Last week, members of the Kansas City Transportation, Infrastructure and Operations Committee demanded Teresa Loar be removed as chairwoman following allegations of racism. At the time, Loar told FOX4 that this isn’t about racism, but about contract steering at KCI.

Now, the company in the middle of this controversy is asking the FAA to investigate.

“We won the job fair and square,” said Eric Taylor, senior project manager with ESCO Construction. 

His company is asking for a probe into KCI’s concrete contract, which was verbally awarded to his company until, he said, the Heavy Contractors Association somehow got a copy of its sealed bid and objected in an effort to steer contracts to companies within its organization. Namely, Ideker Construction, whose owner sits on the Heavy Contractors Association’s board and has been awarded the last five KCI contracts. 

“This is the worst thing I’ve ever seen in my career. I’ve dealt with a lot of, probably, inequities,” Taylor said. 

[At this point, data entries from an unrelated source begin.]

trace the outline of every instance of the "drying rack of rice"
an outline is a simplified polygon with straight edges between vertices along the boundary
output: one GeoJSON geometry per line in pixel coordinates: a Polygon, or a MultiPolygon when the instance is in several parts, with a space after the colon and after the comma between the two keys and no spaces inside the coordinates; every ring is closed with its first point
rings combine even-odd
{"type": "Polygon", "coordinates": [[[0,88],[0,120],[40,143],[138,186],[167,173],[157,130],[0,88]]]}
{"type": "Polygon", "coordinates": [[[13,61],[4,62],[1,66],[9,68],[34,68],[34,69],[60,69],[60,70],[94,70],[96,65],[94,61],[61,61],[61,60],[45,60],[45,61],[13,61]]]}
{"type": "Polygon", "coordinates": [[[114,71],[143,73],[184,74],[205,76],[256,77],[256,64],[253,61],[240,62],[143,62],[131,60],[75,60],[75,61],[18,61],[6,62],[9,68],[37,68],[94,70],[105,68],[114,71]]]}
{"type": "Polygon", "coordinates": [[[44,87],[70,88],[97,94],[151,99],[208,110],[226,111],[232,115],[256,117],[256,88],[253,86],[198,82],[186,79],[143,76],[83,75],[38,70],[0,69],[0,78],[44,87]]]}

Bridget Williams, Executive Director of The Heavy’s sent this statement: 

It is not only our right, but our obligation to speak out in support of local businesses, with real and relevant experience, and a solid commitment to engaging disadvantaged businesses and a diverse local workforce.

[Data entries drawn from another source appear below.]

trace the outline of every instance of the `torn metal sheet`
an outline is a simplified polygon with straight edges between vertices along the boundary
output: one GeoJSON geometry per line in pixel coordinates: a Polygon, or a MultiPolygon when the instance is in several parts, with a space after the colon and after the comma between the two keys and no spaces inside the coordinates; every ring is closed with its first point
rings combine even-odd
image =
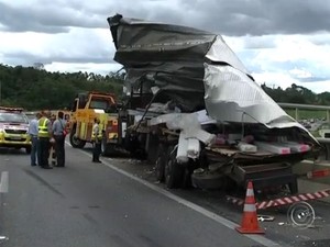
{"type": "MultiPolygon", "coordinates": [[[[300,135],[318,144],[262,90],[221,35],[120,14],[109,18],[108,23],[117,48],[114,60],[127,71],[124,83],[129,93],[151,94],[154,102],[163,104],[170,100],[182,113],[205,110],[206,123],[299,128],[300,135]]],[[[164,117],[173,119],[172,115],[158,116],[151,124],[162,122],[174,127],[175,123],[164,117]]],[[[184,115],[177,117],[173,120],[178,121],[184,115]]],[[[186,134],[201,130],[200,122],[188,125],[193,127],[186,134]]],[[[199,138],[205,136],[206,133],[199,138]]]]}

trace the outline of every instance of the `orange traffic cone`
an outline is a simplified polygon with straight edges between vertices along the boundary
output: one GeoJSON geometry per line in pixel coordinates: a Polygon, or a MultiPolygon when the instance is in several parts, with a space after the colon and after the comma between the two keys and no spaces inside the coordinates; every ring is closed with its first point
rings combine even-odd
{"type": "Polygon", "coordinates": [[[244,210],[243,210],[243,218],[242,224],[235,229],[242,234],[264,234],[265,231],[258,227],[256,209],[255,209],[255,200],[252,182],[249,181],[244,210]]]}

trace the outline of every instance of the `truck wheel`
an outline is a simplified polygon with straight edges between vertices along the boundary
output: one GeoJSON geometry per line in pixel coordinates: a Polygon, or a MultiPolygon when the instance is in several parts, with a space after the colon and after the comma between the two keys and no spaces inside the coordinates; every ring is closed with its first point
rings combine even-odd
{"type": "Polygon", "coordinates": [[[179,188],[183,180],[183,167],[176,161],[177,148],[168,148],[169,158],[165,164],[165,184],[168,189],[179,188]]]}
{"type": "Polygon", "coordinates": [[[69,139],[70,139],[70,145],[74,148],[85,147],[86,142],[76,137],[76,131],[75,130],[73,130],[73,132],[70,133],[69,139]]]}
{"type": "Polygon", "coordinates": [[[160,144],[157,159],[155,164],[155,175],[160,182],[164,182],[165,179],[165,165],[167,162],[167,147],[165,144],[160,144]]]}
{"type": "Polygon", "coordinates": [[[31,147],[25,147],[25,153],[26,153],[28,155],[30,155],[30,154],[31,154],[31,147]]]}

Bridget Williams — Heavy Contractors Association

At the same time, controversy sparked among Kansas City Council members over the award to ESCO, including the number of minority businesses included in ESCO’s bid, which exceeded the bid parameters.

”I wanted to see more transformational efforts out of the money,” said First District Councilman Kevin O’Neill. 

Second District Councilwoman Teresa Loar took a different position: “I don’t think that council should be getting involved in procurement and sealed bids,” she said. “I mean, to put politics in that spot, is not a good thing.”

Lisa Garney who owns G2 Construction, which is a registered WBE with KCMO, was hired by ESCO to supply the concrete. She does not believe this controversy is about the numbers of minority and woman owned companies but certain minorities and women owned companies, including hers.

“It’s a fundamental problem for entrepreneurialism. I think it’s a problem for our community and the growth of women and minorities,” Garney said. “We prepare ourselves and we we buy into the rhetoric that things can be growth opportunities for us, only to have that door slammed in our face by the large businesses that have been doing it for so many years.”

Garney also filed a separate complaint with the FAA for discrimination. A spokesperson for the FAA said the agency is reviewing the claims.